Mahkamah Konstitusi (MK) menolak perluasan subjek pelaku tindak pidana politik uang dalam Undang-Undang Nomor 7 Tahun 2017 tentang Pemilihan Umum (Pemilu). MK berpendapat ketiadaan pembatasan dapat mengkriminalisasi setiap orang dan menimbulkan kesewenang-wenangan.
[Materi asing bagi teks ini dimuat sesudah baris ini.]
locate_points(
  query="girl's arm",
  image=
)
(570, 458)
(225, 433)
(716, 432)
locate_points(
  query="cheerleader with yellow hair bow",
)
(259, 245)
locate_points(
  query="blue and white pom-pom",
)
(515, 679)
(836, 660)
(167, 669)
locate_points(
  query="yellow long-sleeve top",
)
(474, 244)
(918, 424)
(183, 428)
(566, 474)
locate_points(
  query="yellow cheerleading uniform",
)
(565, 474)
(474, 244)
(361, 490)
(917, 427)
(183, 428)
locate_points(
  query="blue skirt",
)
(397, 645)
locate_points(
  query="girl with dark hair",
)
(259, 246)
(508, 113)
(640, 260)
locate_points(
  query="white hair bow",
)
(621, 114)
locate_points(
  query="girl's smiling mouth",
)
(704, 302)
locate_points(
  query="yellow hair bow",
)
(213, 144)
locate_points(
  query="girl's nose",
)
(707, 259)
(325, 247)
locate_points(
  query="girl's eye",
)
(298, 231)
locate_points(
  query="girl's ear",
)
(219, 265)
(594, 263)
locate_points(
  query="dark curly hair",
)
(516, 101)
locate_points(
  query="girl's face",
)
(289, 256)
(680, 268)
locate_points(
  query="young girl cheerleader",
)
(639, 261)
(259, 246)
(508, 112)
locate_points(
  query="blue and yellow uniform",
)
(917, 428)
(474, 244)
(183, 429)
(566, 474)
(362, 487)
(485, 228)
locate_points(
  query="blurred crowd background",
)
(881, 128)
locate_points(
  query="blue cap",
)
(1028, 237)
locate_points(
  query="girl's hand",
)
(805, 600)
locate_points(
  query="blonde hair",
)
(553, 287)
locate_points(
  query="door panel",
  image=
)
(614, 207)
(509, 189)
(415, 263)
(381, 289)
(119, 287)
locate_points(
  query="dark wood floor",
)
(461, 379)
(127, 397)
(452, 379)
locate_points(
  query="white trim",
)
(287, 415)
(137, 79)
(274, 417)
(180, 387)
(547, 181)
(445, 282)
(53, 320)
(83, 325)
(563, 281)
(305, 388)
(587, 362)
Dalam gugatan tersebut, para pemohon yang merupakan akademisi Fakultas Hukum Universitas Islam Indonesia (UII) menggugat Pasal 523 UU Pemilu yang mengatur subjek pidana politik uang hanya sebatas ‘pelaksana, peserta, dan/atau tim kampanye’. Menurut mereka, pengaturan itu terlalu sempit sehingga memberikan perlindungan untuk kalangan relawan dan/atau simpatisan yang tidak terdaftar sebagai pelaksana, peserta, dan/atau tim kampanye di KPU, untuk melakukan politik uang. Dengan demikian, pemohon menginginkan perluasan frasa subjek pelaku, dari frasa ‘setiap pelaksana, peserta, dan/atau tim kampanye’, menjadi ‘setiap orang’.
Dalam pertimbangan putusan yang dibacakan Suhartoyo, MK menilai perluasan terhadap subjek hukum atau pelaku tindak pidana politik uang dalam pemilu dapat berlaku bagi setiap orang, maka hal tersebut tidak tepat. Suhartoyo menegaskan hal itu tergolong sebagai politik pemidanaan (criminal policy). Terhadap hal demikian, ujar dia, MK dalam beberapa putusannya selalu konsisten dengan pendiriannya bahwa berkaitan dengan hal tersebut menjadi kewenangan pembentuk undang-undang.